Nous n'avons pas dit qu'il ne fallait pas que notre République soit décentralisée. Nous pensons seulement qu'il ne faut pas faire figurer cette affirmation à l'endroit prévu. Comme je l'ai dit dans mon intervention liminaire, cette question n'est pas seulement esthétique ou de pure forme. Elle est lourde de conséquence.
Dans la discussion générale, j'ai exprimé les craintes qu'il me semblait impossible de ne pas nourrir sur des interprétations possibles du juge constitutionnel relativement à la prééminence éventuelle du principe de décentralisation sur les principes d'égalité ou de laïcité. On peut très bien concevoir une telle prééminence sur des questions majeures comme les langues régionales, l'enseignement, la sécurité. Après tout, certains réclament, y compris certains de mes amis, que la sécurité soit une compétence décentralisée. Pourquoi n'en serait-il pas ainsi ?
Sur de telles compétences, les principes d'égalité, de laïcité, d'unicité peuvent subir de graves entorses en vertu du principe de décentralisation. On pourrait même concevoir que la décentralisation soit considérée comme supérieure au principe de l'unicité de la République. Dans ces conditions, le fait de l'élever au même niveau que les autres principes fondamentaux me semble tout à fait fâcheux.
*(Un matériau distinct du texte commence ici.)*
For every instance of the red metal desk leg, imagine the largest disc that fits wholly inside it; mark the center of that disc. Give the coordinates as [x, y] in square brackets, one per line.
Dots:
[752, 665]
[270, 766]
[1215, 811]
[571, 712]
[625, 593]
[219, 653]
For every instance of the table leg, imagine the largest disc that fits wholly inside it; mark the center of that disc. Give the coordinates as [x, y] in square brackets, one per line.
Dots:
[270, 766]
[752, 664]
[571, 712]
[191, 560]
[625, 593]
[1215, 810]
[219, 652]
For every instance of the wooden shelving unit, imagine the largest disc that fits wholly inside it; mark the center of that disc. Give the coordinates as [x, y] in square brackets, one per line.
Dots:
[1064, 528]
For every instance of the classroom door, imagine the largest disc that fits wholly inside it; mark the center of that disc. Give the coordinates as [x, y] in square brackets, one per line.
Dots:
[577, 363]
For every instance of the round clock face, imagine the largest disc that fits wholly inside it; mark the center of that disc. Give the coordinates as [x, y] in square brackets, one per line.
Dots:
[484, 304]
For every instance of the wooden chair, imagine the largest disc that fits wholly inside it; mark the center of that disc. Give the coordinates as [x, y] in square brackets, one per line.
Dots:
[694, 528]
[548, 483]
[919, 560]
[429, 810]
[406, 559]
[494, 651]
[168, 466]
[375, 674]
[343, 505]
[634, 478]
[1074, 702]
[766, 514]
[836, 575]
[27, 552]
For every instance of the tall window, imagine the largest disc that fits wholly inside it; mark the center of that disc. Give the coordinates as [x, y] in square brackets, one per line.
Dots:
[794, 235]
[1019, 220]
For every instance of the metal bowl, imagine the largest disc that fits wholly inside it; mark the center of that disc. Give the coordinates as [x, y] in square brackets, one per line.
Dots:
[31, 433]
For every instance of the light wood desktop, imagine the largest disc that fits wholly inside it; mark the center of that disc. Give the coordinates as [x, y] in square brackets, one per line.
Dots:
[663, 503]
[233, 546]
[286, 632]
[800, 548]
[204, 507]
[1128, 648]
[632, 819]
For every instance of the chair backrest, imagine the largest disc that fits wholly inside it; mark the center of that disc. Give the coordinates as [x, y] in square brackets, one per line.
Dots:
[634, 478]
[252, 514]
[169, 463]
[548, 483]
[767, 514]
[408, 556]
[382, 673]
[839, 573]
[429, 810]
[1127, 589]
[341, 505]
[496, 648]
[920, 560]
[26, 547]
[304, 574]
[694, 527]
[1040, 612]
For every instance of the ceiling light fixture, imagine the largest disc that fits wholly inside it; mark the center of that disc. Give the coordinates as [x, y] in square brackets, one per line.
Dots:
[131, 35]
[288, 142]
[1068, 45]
Telle est la raison primordiale de notre opposition à l'article 1er. Toutefois, outre cet argument, il en est bien d'autres, portant tant sur le fond que sur la rédaction.
De quoi parle-t-on ? De quelle organisation s'agit-il ? On suppose, et vous nous avez un peu rassurés sur ce point, que c'est l'organisation administrative qui est visée. Mais alors, l'Etat serait-il décentralisé ? Vous nous avez dit que ce n'était pas le cas, et que cela allait de soi. Mais il aurait mieux valu le préciser !
Je me suis demandé si le fait que le Président de la République ait été pendant longtemps attaché à la fois à Paris et à la Corrèze était suffisant pour que l'on considère le Président de la République comme décentralisé. ( Sourires. ) Je ne le crois pas !
De la même façon, les rois de France se transportaient dans leurs résidences du Val de Loire, ce qui ne les empêchait pas d'être de grands centralisateurs, ni l'Etat de demeurer très centralisé. Je pense donc qu'il aurait fallu introduire la notion de déconcentration, et je vous suggère la formule de « déconcentralisation », qui aurait une certaine élégance. Réfléchissez bien, monsieur le garde des sceaux, c'est un terme qui a son intérêt ; je plaisante, bien sûr !
La commission des lois suggère de préciser qu'il s'agit de l'organisation « territoriale ». C'est mieux, mais cela ne lève pas l'objection majeure que j'évoquais.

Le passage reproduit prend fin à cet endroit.